Questo disegno di vita, scopo nell’esistenza di ognuno di noi, viene delineato dal sociologo come un compito arduo, difficoltoso, pieno di insidie. Mi permetto di aggiungere che in tempo di pandemia l’impresa è ben più ardua! Ne consegue la necessità di evocare a gran voce la MOTIVAZIONE. Come riuscire?
McClelland prova a fornirci un ulteriore aiuto con la sua teoria di contenuto datata 1961 in cui suggerisce che la MOTIVAZIONE si basa sul “bisogno di riuscire“, sia nella vita personale che professionale, individuandone i quattro principali elementi:
- la motivazione al potere e al conseguente evitamento della dipendenza
- la motivazione all’affiliazione” e al sostanziale evitamento dell’isolamento
- la motivazione al successo e al conseguente evitamento del fallimento
- la motivazione alla competenza e al conseguente mantenimento di elevati standard di qualità McClelland spiega, in un modello applicabile alla nostra realtà contingente, che nella sua teoria non esiste alcun rapporto di gerarchia o subordinazione dicendo che “in funzione della storia e della personalità dell’individuo troviamo situazioni di equilibrio in cui tutte le istanze possono ottenere espressione nei comportamenti, o al contrario situazioni in cui vi è un netto prevalere dell’una o dell’altra istanza, che sistematicamente guida le scelte e le condotte che vengono messe in atto.” (Cortese & Viada, 2008 pag. 218)
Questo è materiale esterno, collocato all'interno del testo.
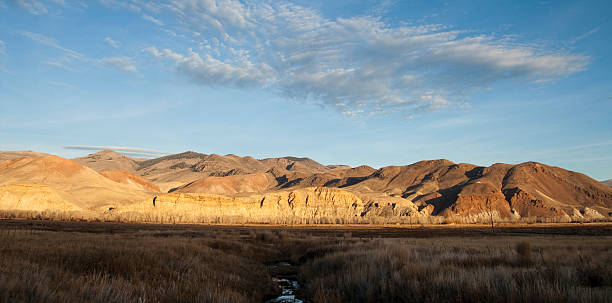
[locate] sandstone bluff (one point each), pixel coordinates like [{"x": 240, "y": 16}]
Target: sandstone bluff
[{"x": 194, "y": 187}]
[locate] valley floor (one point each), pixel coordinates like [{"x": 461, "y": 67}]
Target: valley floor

E ancora più vicina ai nostri attuali bisogni di MOTIVAZIONE si colloca l’ultima teoria di contenuto di cui voglio parlare, quella di Herzberg (1959-1961), particolarmente focalizzata sulla possibilità o meno di essere motivati nello svolgimento delle nostre attività professionali, che occupano la maggior parte del nostro tempo – stimato da una metà a due terzi di vita – in cui lo studioso spiega che nel mondo del lavoro esistono due macroaree che incidono sulla MOTIVAZIONE e il conseguente benessere delle persone: i fattori di igiene, intesi come retribuzione, condizioni di lavoro, sicurezza, supervisione tecnica e relazioni interpersonali con i pari e con i superiori e i fattori motivazionali che includono il riconoscimento, l’attribuzione di responsabilità, le opportunità di carriera, le possibilità di apprendimento e la crescita di ruolo. Possibile in tempi di pandemia e, a breve, auguriamocelo, di post pandemia, immaginarci un mondo dell’impresa, del lavoro o dell’occupazione che richiami con forza in ognuno di noi il senso profondo di MOTIVAZIONE?
Crederlo è l’unica possibile MOTIVAZIONE!